Ludovic Loustau
- Born: 15 August 1973 (age 52) Talence, France
- Height: 1.83 m (6 ft 0 in)
- Weight: 83 kg (13 st 1 lb)

Rugby union career
- Position: Scrum-half

Senior career
- Years: Team / Apps / (Points)
- 1992-1997: US Dax
- 1997-1999: Stade Français
- 1999-2001: Bègles
- 2001-2005: USA Perpignan
- 2005-2006: RC Toulonnais
- 2006-2007: Lyon OU

International career
- Years: Team / Apps / (Points)
- 2002: France A / 1 / (0)
- 2004: France / 1 / (0)

= Ludovic Loustau =

French rugby union player (born 1973)

Ludovic Loustau (born 15 August 1973) is a former French international rugby union footballer who played scrum-half in France's Top 14 competition.

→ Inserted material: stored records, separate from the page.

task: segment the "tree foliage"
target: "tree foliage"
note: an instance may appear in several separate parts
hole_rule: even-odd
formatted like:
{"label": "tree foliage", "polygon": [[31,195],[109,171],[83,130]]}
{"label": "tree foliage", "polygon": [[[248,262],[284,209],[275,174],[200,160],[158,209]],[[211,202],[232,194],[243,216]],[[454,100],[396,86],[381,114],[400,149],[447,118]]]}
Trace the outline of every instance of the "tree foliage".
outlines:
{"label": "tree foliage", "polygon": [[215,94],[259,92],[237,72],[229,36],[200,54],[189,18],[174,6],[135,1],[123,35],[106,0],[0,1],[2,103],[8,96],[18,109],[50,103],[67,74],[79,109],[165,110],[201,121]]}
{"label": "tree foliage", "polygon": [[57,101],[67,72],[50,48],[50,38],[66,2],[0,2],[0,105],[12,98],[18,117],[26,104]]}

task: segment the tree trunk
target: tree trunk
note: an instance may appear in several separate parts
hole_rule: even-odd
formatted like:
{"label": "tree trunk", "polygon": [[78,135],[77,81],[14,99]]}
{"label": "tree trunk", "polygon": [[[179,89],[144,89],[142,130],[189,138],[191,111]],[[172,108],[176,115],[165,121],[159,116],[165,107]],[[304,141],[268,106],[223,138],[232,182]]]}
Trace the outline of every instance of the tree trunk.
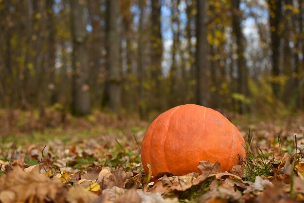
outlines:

Loustau was born in Talence, France. His first professional club was US Dax. From 1997 until 1999 he played for Stade Français which he won French championship in 1998. After the 1998–99 season, he moved to Bègles he helps it to get in Top 16 in 2001. After the promotion he moved for USA Perpignan where he played during four seasons.
Loustau has played for France. In July 2004 he was selected for France's Test squad to play the American national teams and made his Test début against the Canucks on 10 July 2004.